O ex-presidente do Timor-Leste Xanana Gusmão, about it cujo partido ficou em segundo lugar nas eleições legislativas de 30 de junho, patient apresentou hoje uma coalizão de Governo para evitar que a Frente Revolucionária de Timor-Leste Independente (Fretilin) volte a governar, dosage após sua vitória nas urnas.
A aliança política representa uma repetição do que aconteceu durante as eleições presidenciais realizadas entre abril e maio, quando o candidato do Fretilin ganhou o primeiro turno mas perdeu no segundo frente ao independente José Ramos Horta, que tinha atraído os votos dos outros candidatos derrotados.
O Fretilin assistiu então à transferência da Chefia de Estado de Gusmão a Ramos Horta, amigos e aliados, em 20 de maio de 2007, quando se comemorava o 5º aniversário da proclamação da independência.
O Conselho Nacional para a Reconstrução do Timor-Leste (CNRT), fundado por Gusmão em março, fez uma coalizão hoje com a Associação Social Democrática Timorense (ASDT), com o Partido Social Democrático (PSD) e com o Partido Democrata (PD), que somam 211.136 votos (51,16%) juntos, o suficiente para controlar pelo menos 33 das 65 cadeiras do novo Parlamento unicameral.
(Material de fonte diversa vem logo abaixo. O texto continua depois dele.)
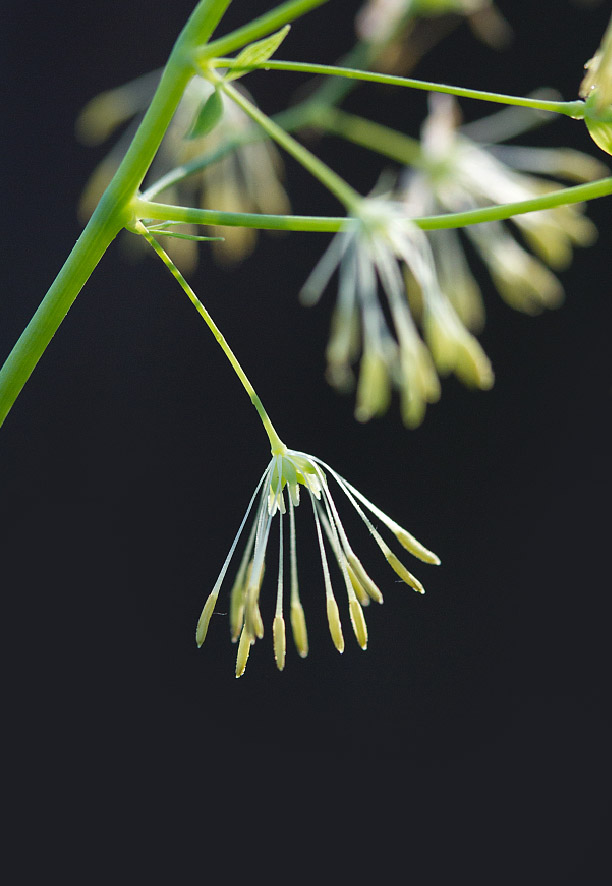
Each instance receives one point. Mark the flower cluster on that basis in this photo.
(372, 249)
(458, 174)
(279, 491)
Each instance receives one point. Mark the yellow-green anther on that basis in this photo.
(358, 622)
(410, 543)
(298, 628)
(278, 631)
(244, 647)
(204, 620)
(364, 579)
(360, 591)
(335, 628)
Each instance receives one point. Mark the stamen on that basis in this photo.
(278, 626)
(298, 621)
(333, 616)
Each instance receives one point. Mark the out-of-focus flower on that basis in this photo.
(370, 251)
(457, 174)
(246, 178)
(598, 78)
(279, 491)
(382, 21)
(596, 89)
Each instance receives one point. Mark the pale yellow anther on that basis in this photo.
(358, 622)
(335, 628)
(244, 647)
(298, 627)
(410, 543)
(237, 609)
(360, 591)
(278, 631)
(364, 579)
(202, 627)
(403, 573)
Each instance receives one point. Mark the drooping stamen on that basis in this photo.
(333, 616)
(278, 626)
(298, 621)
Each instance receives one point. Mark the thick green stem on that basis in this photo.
(114, 210)
(85, 255)
(275, 442)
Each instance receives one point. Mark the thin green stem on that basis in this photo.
(259, 27)
(571, 109)
(344, 192)
(275, 441)
(331, 224)
(373, 136)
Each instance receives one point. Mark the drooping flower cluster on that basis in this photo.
(458, 174)
(277, 492)
(239, 175)
(370, 252)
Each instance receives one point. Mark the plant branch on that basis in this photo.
(331, 224)
(571, 109)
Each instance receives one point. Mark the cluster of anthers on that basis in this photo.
(278, 491)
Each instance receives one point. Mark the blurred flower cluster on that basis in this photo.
(425, 279)
(232, 174)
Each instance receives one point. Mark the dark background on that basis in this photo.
(470, 737)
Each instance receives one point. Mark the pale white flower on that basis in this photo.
(276, 494)
(370, 253)
(457, 174)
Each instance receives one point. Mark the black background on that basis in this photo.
(470, 737)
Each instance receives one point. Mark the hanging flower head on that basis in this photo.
(369, 254)
(457, 174)
(277, 492)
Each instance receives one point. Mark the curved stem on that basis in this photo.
(571, 109)
(332, 224)
(276, 443)
(113, 211)
(344, 192)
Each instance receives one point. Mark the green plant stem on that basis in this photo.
(344, 192)
(259, 27)
(373, 136)
(275, 441)
(330, 224)
(571, 109)
(113, 211)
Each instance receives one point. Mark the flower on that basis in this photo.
(277, 491)
(457, 174)
(370, 250)
(239, 175)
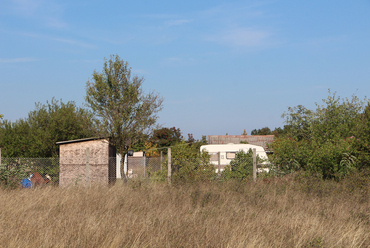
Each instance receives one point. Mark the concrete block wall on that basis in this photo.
(73, 163)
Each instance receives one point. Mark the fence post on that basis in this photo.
(169, 165)
(161, 159)
(219, 162)
(144, 165)
(254, 165)
(87, 166)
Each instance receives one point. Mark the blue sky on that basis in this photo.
(221, 66)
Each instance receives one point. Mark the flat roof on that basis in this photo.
(77, 140)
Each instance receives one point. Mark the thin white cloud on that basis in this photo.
(243, 37)
(18, 60)
(47, 12)
(176, 22)
(74, 42)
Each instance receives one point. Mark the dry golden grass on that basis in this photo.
(233, 214)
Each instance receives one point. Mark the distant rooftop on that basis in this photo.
(258, 140)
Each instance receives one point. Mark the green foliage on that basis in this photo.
(166, 137)
(125, 111)
(36, 135)
(322, 141)
(188, 164)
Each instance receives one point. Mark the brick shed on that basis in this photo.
(86, 161)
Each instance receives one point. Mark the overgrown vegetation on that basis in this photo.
(332, 141)
(291, 211)
(36, 135)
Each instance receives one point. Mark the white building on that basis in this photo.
(223, 154)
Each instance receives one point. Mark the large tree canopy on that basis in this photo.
(36, 135)
(331, 140)
(125, 112)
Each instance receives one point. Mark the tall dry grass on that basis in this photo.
(274, 213)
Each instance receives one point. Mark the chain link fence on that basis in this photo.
(109, 171)
(13, 170)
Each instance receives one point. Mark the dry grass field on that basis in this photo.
(274, 213)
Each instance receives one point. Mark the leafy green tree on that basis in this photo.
(166, 137)
(125, 112)
(36, 135)
(321, 141)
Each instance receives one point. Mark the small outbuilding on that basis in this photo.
(85, 161)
O Fretilin, que na véspera tinha anunciado uma rodada de contatos para formar um Governo de coalizão, ficou em primeiro lugar com 119.728 votos (29%). “Após considerar o resultado das eleições e estudar a possibilidade de formar um novo Governo pelos próximos cinco anos, decidimos nos unir e criar uma coalizão para constituir um novo Governo”, afirmou a nova aliança, em comunicado.
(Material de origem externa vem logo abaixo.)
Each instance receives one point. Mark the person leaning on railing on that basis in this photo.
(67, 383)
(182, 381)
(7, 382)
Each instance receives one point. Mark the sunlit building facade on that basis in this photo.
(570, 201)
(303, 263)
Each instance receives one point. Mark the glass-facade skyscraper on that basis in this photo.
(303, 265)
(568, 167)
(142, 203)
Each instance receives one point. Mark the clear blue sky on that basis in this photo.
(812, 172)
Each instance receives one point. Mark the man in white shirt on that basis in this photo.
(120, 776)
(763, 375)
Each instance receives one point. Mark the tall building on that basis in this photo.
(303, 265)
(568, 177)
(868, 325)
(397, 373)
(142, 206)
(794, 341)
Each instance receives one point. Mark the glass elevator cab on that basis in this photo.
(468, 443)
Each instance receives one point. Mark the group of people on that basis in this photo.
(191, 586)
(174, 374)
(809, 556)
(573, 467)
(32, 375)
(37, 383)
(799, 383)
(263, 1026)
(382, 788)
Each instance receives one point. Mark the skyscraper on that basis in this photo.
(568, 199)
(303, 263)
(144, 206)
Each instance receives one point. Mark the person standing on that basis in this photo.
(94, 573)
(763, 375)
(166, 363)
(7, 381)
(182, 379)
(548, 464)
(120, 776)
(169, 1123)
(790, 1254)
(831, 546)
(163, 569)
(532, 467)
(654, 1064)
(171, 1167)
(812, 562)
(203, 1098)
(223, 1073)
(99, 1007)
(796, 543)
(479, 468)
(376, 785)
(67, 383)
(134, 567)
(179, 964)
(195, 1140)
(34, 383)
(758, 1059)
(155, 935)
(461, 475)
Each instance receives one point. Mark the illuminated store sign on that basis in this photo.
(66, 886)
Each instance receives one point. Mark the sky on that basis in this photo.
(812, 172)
Gusmão – visto pelos cidadãos como um herói por comandar a resistência contra a ocupação indonésia, que durou de 1975 a 1999 – disse à imprensa, em Díli, que a iniciativa que está impulsionando é pelo bem da estabilidade nacional.
“O Fretilin ganhou as eleições e todos reconhecemos isso. Não dizemos o contrário, mas esperamos que considere que tem apenas a maioria simples e que possa entender, pelo bem da estabilidade desta frágil nação, nossa proposta”, disse Gusmão.
O ex-líder, que disse em várias entrevistas que prefere a vida no campo à política, não quis revelar a composição de seu Governo, mas deve aspirar à Presidência do Parlamento. “Este não é o momento de dizer quem será o próximo primeiro-ministro. Estamos aqui apenas para anunciar a aliança, e devemos esperar a decisão final da Corte de Apelações”, disse Gusmão.
Os tribunais deverão determinar se a aliança anunciada está de acordo com a legislação, o que o próprio Fretilin questiona. Mari Alkatiri, ex-primeiro-ministro e secretário-geral do Fretilin, disse que a manobra “é completamente antidemocrática”.
“Uma aliança só pode ser formada antes das eleições, e é feita depois se trata de uma manipulação da democracia”, afirmou Alkatiri. “Em qualquer caso, o Fretilin não perderá o controle. Amanhã nos reuniremos para decidir se seguiremos adiante com o Governo minoritário ou formamos uma oposição forte no Parlamento”, acrescentou.
Os timorenses tinham esperança de que essas eleições permitiriam superar a crise política aberta no ano passado, que determinou o retorno da ONU ao país, através da Missão Integrada das Nações Unidas no Timor-Leste (Unmit).
“Não me importa quem governará. O importante para as pessoas comuns, como eu, é que volte a paz, a estabilidade e o amor”, disse Sebastião Perpetua, de 35 anos, que mora com quatro filhos em um centro de refugiados perto da Catedral de Díli.
Perpetua é uma das 150.000 pessoas que no ano passado deixaram suas casas por causa da violência no país, e que ainda continuam em assentamentos temporários.